Research
Subject
Women and the building of modern English convents, 1830 - 1940: Revisiting feminist discourses in architectural history
Abstract
‘Modern’ English convents, which began to emerge after the legal injunction on religious houses was lifted in 1829, were built according to the rules of active female religious orders; those whose ministries extended beyond contemplative prayer and into the wider community.
The new orders required spaces that allowed lay-women to live and work within the convent walls but without disrupting the real and imagined fabric of monastic traditions - spaces that were able to synthesise contemporary domestic, industrial and institutional architecture with the medieval cloister. The demanding specifications for these highly innovative and complex spaces were drawn up, overwhelmingly, by nuns.

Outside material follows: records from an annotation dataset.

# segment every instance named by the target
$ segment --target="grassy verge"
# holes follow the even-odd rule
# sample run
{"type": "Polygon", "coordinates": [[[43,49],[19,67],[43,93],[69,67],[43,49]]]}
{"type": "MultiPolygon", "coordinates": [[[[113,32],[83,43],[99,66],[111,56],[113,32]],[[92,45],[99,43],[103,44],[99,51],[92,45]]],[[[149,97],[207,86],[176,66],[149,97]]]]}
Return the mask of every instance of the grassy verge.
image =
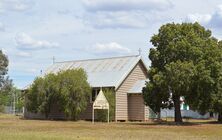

My work aims to uncover the extent of nuns’ contributions to convent building; from patronage and design, to decoration, maintenance, project managing and manual labour. My thesis argues that, as semi-autonomous, female-governed communities, religious orders provided unprecedented opportunities for women to undertake (at every level) their own building projects - ventures that were as culturally anomalous in 1940 as they had been in 1830. Convents were not the egalitarian spaces of feminist Utopian fiction, however, and in exploring the gendered identity of these buildings, my work reveals the ways in which their architecture facilitated the containment, segregation and discipline of and by women, with uncompromising efficiency.
My methodology seeks, at a micro–level, a language that accounts for the extraordinary role of nuns in convent building and, more broadly, to politicise the role of women as designers and builders of the historic landscape. My readings of convent buildings and primary source material are made, self-consciously, through the lens of feminist discourses both in and beyond the discipline of architectural history and aim to refocus critical approaches from the past and present.
Biography
Kate Jordan’s first degree was in History at the University of Sussex and she completed a Masters in Historic Building conservation at the University of Portsmouth. She has worked for Brighton and Hove City Council’s Conservation and Design team and has published articles and given papers on the representation of diverse traditions in building conservation and architectural history.